Additional information

import vaex
import numpy as np
import pyarrow as pa

x = vaex.from_arrays(
    vals = pa.array([[1,2,3,4], [4,3,6,2,], [5,3,2,1]])
)
x.vals.to_numpy()  # TypeError: type unsupported: ListType(list<item: int64>)

np.array(x.vals.values)  # fine
JovanVeljanoski commented 2 years ago

Hi @Ben-Epstein

I am not yet sure if this is a bug. I think we've discussed something similar to this in the past, but I can't find the thread at the moment.

The column you are creating is arrow type with is a list of lists. Numpy does not have an equivalent i believe. Which is why the export to_numpy() does not work.

What you do with your workaround is creating a numpy array of numpy arrays (which makes the type=object), and we do not support that.

maartenbreddels commented 2 years ago

Yeah, I think vaex tries to protect you from doing this, it doesn't want to create dtype=object. Should we allow this under a particular flag maybe?
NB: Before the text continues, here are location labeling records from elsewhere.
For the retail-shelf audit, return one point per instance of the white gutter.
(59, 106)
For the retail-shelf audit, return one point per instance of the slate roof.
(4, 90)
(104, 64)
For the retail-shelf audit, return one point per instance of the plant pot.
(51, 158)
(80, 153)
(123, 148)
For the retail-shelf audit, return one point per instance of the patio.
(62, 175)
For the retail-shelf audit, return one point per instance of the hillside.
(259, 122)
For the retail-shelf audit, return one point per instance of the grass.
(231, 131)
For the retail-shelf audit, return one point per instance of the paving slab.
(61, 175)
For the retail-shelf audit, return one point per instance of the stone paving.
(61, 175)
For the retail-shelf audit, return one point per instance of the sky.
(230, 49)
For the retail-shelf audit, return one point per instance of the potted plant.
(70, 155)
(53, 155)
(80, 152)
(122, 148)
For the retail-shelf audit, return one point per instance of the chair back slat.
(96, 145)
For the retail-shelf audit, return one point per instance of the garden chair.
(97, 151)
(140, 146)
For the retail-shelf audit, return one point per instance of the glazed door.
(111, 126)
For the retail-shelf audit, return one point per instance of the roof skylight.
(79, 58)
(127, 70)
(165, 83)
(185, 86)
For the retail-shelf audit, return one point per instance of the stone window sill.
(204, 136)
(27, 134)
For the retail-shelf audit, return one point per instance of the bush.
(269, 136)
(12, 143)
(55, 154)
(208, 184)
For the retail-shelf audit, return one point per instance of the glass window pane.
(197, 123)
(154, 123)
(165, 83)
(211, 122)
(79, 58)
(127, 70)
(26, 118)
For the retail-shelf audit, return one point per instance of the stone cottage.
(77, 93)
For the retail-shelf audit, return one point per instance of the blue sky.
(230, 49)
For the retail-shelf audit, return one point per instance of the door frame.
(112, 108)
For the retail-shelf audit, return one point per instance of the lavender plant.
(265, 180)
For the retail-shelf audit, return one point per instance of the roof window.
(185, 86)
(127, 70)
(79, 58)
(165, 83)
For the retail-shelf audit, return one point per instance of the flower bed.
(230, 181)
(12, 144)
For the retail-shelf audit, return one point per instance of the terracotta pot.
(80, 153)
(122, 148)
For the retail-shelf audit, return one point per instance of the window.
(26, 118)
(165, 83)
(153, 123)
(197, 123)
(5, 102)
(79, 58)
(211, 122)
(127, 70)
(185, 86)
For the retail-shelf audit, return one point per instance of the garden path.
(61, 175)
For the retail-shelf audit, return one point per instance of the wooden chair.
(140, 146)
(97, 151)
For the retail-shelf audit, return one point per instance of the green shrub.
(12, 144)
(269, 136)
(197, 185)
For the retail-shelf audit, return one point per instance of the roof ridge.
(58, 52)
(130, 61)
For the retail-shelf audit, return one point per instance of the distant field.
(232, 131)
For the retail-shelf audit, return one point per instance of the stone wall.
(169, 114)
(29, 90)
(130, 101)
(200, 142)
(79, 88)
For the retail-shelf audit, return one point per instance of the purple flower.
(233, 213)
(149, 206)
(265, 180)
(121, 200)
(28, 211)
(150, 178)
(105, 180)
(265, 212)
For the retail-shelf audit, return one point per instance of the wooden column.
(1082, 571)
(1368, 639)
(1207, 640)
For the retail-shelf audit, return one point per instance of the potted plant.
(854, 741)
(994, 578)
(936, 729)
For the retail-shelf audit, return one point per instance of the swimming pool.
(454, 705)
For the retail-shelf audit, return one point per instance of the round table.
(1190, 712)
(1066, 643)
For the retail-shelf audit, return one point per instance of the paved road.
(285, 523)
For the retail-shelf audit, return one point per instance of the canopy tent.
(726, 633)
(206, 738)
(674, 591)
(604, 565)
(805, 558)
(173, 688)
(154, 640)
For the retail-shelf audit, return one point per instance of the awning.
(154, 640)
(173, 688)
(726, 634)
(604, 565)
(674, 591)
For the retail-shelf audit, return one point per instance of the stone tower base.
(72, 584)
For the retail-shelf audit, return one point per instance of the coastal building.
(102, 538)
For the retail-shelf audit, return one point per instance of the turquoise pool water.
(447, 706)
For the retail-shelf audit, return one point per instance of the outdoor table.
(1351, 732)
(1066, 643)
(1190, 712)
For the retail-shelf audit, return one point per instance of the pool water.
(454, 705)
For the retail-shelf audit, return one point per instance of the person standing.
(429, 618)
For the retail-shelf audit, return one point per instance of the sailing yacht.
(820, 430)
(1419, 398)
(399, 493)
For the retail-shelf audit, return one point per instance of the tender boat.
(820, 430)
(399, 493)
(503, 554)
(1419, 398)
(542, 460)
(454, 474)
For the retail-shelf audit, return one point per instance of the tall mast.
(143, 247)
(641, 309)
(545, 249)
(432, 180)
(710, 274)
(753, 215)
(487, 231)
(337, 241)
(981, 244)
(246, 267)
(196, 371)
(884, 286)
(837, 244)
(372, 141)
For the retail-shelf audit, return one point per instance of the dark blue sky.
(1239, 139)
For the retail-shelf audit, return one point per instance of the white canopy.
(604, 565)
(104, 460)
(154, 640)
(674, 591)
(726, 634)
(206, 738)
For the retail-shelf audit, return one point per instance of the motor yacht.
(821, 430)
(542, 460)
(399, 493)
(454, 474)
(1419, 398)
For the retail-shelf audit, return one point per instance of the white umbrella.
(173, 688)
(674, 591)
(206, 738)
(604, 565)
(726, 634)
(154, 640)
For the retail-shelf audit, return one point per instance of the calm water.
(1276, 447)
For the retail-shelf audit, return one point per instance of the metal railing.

JovanVeljanoski commented 2 years ago

I think we should just not support objects.. it is a bad practice and it can lead us down a dark path (like in the past.. )

Ben-Epstein commented 2 years ago

I see. In this particular example all of the lists are of the same length, so you end up with a numpy array that is not dtype object, because it's allowed.

Is that a special case to support? Or maybe it's too hard to check for?

JovanVeljanoski commented 2 years ago

As you have written it, it is not a special case: numpy array expects all elements inside to be primitives and of the same type.

What typically happens if you do something like

import numpy as np
l = [1, 2, 3]
x = np.array([l, l])

numpy will sees that the dimensions align and will convert this from a list of lists to a numpy ndarray.

But if you do

l1 = [1, 2, 3]
l2 = [1, 2]
x = np.array([l1, l2])

Such conversion is not possible and you an array of lists, which by definition is dtype object.

Actually, going back to your original example:

vals = pa.array([[1,2,3,4], [4,3,6,2,], [5,3,2,1]])

# but now
vals.to_numpy() # Gives an error for the very same reason discussed above

# but this
vaex.tolist() # will work, as it will return a list of lists.

In vaex you can have arbitrarily large data, so you do evaluations / computations in chunks. You do not know ahead of time for sure if all lists will have the same number of elements, which is required by numpy (i think) to cast a list of lists to numpy ndarray. So when you export, it needs to go to a data type that supports the structure directly (if this makes sense).